Sesampai di kost, saya tidak langsung tidur, tapi saya tetap bekerja seperti biasa sampai jam 1:00, 2:00, atau bahkan 3:00. Bisa dibilang cara hidup saya seperti itu. Bagaimana agar tidak mudah sakit, jarang olahraga, kurang tidur, apalagi tidur, minum air putih, jarang minum... Saya juga capek, jadi saya pingsan di kampus.

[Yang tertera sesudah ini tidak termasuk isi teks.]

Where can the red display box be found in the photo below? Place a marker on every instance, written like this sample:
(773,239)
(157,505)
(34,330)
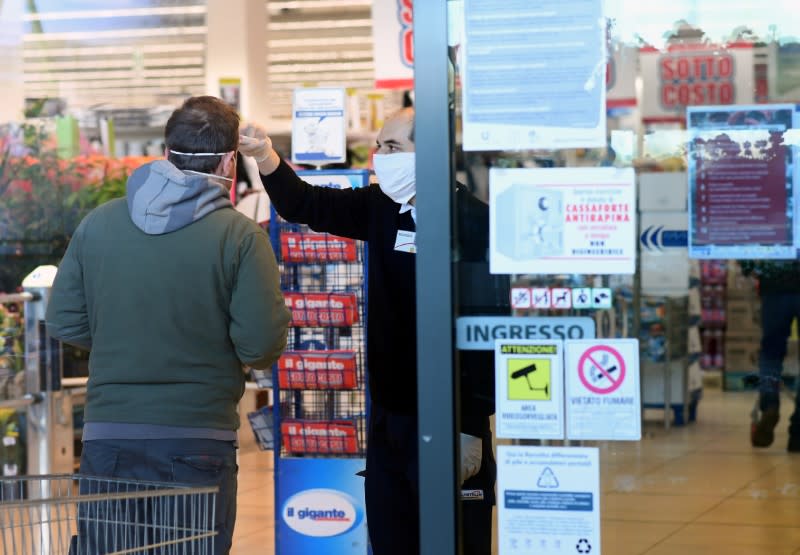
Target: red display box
(320,437)
(322,309)
(317,370)
(316,247)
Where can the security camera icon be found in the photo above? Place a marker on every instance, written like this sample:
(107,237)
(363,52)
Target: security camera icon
(526,373)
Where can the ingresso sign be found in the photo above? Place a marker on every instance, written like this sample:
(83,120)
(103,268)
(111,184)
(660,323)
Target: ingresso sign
(478,333)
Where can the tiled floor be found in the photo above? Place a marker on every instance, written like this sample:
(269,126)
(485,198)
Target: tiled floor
(700,489)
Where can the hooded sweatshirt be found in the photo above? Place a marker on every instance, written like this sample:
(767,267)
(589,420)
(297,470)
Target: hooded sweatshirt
(172,290)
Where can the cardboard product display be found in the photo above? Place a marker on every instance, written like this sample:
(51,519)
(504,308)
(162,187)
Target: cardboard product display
(322,309)
(316,247)
(317,370)
(741,352)
(744,316)
(320,436)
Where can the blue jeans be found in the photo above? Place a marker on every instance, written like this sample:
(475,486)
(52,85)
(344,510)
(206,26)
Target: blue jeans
(200,462)
(777,313)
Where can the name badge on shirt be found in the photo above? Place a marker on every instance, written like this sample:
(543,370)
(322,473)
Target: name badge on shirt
(472,495)
(406,241)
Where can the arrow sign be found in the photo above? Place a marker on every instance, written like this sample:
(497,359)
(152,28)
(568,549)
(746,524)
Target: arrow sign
(657,238)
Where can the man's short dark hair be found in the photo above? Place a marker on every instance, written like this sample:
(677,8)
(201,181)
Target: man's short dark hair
(201,124)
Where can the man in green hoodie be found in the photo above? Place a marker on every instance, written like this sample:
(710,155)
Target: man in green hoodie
(173,291)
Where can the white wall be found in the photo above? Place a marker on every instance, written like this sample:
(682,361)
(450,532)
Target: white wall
(237,49)
(13,103)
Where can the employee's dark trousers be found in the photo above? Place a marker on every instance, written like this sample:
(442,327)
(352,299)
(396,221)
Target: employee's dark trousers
(200,462)
(391,486)
(777,313)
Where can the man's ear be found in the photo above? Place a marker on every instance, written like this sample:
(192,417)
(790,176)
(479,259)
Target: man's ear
(227,163)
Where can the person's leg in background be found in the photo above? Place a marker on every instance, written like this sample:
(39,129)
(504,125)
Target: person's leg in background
(390,483)
(476,514)
(794,422)
(777,313)
(197,462)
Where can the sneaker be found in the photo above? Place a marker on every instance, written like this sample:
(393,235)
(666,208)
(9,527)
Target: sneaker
(762,432)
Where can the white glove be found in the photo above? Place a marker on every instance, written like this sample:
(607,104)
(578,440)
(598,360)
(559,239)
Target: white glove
(254,141)
(471,456)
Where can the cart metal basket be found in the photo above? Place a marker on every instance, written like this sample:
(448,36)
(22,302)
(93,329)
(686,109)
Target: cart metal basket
(83,515)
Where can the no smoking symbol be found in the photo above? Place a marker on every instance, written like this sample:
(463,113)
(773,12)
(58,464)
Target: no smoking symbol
(601,370)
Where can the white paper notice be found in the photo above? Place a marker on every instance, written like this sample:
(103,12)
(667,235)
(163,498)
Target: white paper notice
(602,384)
(529,385)
(318,126)
(548,500)
(562,221)
(534,74)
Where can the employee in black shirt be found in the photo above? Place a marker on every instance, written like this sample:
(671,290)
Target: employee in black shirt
(384,216)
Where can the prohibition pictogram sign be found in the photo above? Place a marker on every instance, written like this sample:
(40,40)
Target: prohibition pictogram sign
(601,369)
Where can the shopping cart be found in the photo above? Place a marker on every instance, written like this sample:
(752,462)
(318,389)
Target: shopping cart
(82,515)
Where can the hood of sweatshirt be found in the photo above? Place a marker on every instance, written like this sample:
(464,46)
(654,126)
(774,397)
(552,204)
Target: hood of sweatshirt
(162,198)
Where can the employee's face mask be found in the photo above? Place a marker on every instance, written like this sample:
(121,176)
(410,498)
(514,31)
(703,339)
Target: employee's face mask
(396,175)
(228,180)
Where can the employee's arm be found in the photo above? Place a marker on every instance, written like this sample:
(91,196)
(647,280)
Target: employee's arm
(342,212)
(259,317)
(67,317)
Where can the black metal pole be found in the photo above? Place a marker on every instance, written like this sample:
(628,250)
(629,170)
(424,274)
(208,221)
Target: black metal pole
(437,383)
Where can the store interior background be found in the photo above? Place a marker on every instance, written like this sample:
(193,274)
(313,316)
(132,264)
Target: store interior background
(692,485)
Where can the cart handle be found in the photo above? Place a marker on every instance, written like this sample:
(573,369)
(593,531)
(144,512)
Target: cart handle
(22,402)
(6,298)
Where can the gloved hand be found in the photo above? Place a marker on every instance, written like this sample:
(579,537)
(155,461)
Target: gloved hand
(254,141)
(471,456)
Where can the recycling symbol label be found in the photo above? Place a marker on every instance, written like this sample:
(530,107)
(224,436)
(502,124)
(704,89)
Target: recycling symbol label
(547,479)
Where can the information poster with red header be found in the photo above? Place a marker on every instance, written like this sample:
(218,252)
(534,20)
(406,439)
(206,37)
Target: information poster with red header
(393,40)
(562,221)
(743,182)
(695,75)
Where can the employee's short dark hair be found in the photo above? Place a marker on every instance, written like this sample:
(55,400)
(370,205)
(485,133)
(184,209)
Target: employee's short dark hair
(201,124)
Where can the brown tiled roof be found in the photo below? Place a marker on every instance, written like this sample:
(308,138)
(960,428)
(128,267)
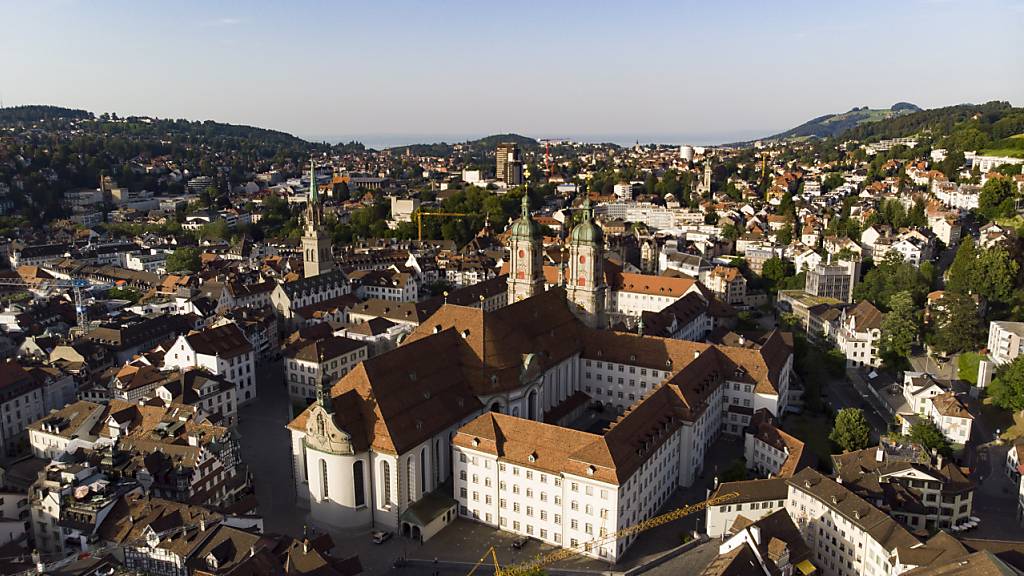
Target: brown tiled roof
(541,329)
(226,340)
(868,317)
(653,285)
(325,348)
(949,405)
(880,526)
(393,402)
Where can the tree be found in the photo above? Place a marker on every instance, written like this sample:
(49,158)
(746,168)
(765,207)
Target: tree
(891,276)
(774,270)
(995,275)
(958,275)
(1007,388)
(954,324)
(900,328)
(996,198)
(182,259)
(784,235)
(851,430)
(928,435)
(217,230)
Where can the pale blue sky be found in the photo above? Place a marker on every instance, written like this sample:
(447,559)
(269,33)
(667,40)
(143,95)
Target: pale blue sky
(691,70)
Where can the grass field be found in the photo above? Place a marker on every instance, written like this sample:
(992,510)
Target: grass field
(1011,425)
(1011,152)
(968,366)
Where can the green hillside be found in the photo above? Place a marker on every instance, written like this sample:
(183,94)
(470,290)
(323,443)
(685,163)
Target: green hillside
(835,124)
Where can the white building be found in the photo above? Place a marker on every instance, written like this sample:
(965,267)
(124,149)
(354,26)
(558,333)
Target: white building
(847,535)
(755,499)
(934,400)
(222,351)
(545,364)
(307,363)
(22,402)
(1005,340)
(859,335)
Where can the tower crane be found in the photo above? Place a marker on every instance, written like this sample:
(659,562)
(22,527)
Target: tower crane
(47,285)
(531,566)
(420,215)
(547,154)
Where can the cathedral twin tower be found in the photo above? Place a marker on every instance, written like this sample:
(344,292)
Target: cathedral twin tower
(584,280)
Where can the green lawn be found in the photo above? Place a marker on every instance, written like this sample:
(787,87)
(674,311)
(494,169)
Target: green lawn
(968,366)
(1011,152)
(813,429)
(1011,425)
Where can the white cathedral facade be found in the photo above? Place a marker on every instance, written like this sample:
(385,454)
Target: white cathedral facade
(469,415)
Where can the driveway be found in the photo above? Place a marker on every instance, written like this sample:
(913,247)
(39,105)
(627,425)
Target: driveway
(266,450)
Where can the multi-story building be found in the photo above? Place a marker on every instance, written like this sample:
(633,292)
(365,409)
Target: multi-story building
(833,280)
(632,294)
(847,535)
(158,536)
(1005,340)
(905,483)
(215,396)
(937,401)
(22,402)
(222,351)
(728,285)
(754,499)
(290,296)
(51,437)
(770,451)
(508,164)
(377,444)
(309,362)
(859,334)
(385,285)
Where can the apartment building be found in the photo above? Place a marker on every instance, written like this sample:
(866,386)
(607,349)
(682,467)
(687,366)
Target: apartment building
(1005,340)
(310,361)
(222,351)
(859,334)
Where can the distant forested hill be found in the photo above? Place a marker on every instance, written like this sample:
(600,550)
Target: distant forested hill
(835,124)
(37,113)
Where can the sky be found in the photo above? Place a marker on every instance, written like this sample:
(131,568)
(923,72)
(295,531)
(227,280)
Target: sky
(398,72)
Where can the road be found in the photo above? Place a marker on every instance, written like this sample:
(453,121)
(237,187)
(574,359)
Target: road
(843,394)
(266,450)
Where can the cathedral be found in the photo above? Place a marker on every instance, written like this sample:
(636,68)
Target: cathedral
(480,408)
(316,256)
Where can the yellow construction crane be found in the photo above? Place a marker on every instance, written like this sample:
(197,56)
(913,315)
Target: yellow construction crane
(531,566)
(419,219)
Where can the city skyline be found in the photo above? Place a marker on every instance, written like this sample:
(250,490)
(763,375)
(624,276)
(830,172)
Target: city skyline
(411,72)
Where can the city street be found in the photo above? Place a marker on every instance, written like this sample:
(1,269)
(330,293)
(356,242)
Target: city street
(266,450)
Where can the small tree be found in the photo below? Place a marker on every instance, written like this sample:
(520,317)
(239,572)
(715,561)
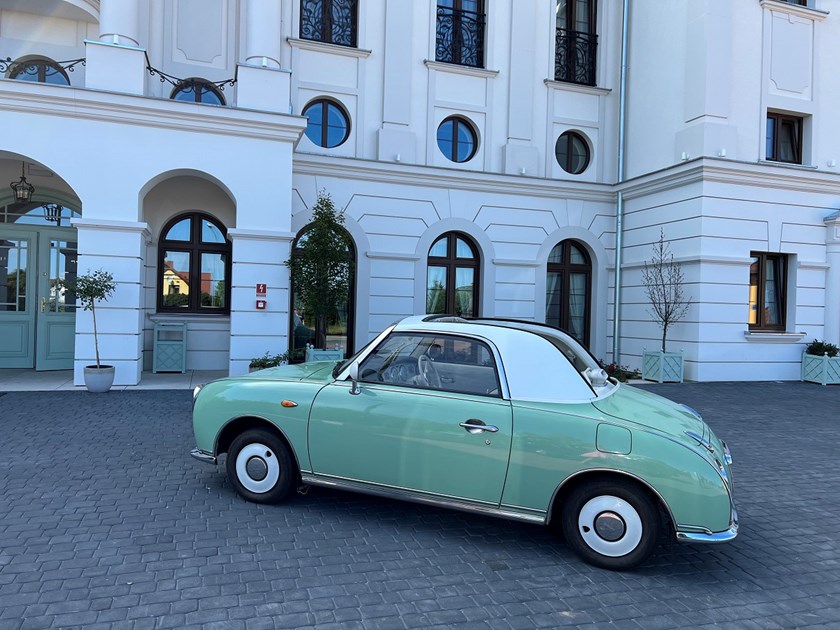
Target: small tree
(664,281)
(90,288)
(320,265)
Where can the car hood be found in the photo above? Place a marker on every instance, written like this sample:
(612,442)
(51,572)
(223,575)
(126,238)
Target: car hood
(320,371)
(641,407)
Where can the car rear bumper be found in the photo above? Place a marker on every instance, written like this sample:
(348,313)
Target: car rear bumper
(712,537)
(203,456)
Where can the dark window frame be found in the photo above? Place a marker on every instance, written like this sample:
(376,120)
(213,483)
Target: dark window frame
(199,87)
(576,52)
(351,298)
(323,30)
(781,290)
(456,122)
(43,65)
(778,118)
(565,268)
(195,247)
(570,136)
(454,49)
(326,103)
(451,262)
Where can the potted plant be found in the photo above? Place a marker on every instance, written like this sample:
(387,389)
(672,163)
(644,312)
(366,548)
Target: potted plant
(91,288)
(820,363)
(664,283)
(320,271)
(267,361)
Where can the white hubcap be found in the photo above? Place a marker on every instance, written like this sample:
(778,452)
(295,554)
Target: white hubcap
(610,526)
(257,468)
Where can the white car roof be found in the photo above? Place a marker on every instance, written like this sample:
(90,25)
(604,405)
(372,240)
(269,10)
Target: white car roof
(535,369)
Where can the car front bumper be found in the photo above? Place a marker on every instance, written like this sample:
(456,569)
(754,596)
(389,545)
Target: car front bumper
(712,537)
(203,456)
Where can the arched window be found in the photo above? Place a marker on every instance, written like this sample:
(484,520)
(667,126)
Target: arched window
(197,91)
(194,265)
(452,278)
(335,331)
(568,289)
(39,70)
(329,124)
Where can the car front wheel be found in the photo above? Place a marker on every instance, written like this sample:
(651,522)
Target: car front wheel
(611,524)
(260,467)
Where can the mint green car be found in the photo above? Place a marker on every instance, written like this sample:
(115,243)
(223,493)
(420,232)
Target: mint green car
(497,417)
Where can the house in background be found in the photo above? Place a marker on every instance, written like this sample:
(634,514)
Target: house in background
(473,144)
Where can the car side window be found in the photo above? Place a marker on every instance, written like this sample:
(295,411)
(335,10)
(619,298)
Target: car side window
(440,362)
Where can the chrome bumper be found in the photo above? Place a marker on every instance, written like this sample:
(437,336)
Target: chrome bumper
(203,456)
(726,536)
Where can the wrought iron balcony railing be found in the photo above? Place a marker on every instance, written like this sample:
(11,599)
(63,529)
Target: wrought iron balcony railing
(330,21)
(575,56)
(460,37)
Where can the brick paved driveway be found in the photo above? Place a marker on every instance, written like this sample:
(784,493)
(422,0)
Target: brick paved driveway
(105,521)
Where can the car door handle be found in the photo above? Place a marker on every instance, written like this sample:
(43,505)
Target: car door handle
(477,426)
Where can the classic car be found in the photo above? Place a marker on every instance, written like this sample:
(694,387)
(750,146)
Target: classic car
(498,417)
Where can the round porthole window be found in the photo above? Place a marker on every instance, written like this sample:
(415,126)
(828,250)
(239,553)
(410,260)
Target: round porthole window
(572,152)
(457,139)
(329,124)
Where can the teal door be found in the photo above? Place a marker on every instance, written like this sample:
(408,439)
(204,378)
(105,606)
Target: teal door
(37,317)
(56,317)
(18,260)
(441,430)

Karena itu, saya rasa saya sudah mengetahui siklus penyakit saya.
Banyak komentar bertebaran aku lebih kurus waktu kuliah dibanding waktu masih sekolah, setiap tahun aku pulang lebaran terutama keluargaku komentarnya Sama, ahahahaha iya iya. Saya juga heran dengan tubuh saya karena teman-teman saya yang lain mungkin lebih gemuk di perguruan tinggi. Saya tidak setuju (tertawa).
Suatu hari, ketika saya ingin memperbaiki tubuh dan gaya hidup saya, saya melihat banyak iklan di media sosial dan berpikir, "Bukankah bagus untuk memiliki tubuh yang ideal?" Mengingat ketika saya kurus saya rentan terhadap penyakit sampai saya didiagnosis menderita demam tifoid. Tubuh saya mudah jatuh karena ingin memberinya energi.
Saat itulah saya menemukan Weight Herba, produk susu yang berfokus pada penambahan berat badan. Misalnya bisa memperlancar pencernaan, menjaga stamina, dan menambah stamina. Karena susu hanyalah suplemen yang membantu tubuh menyerap nutrisi lebih optimal, gaya hidup kita juga perlu diubah.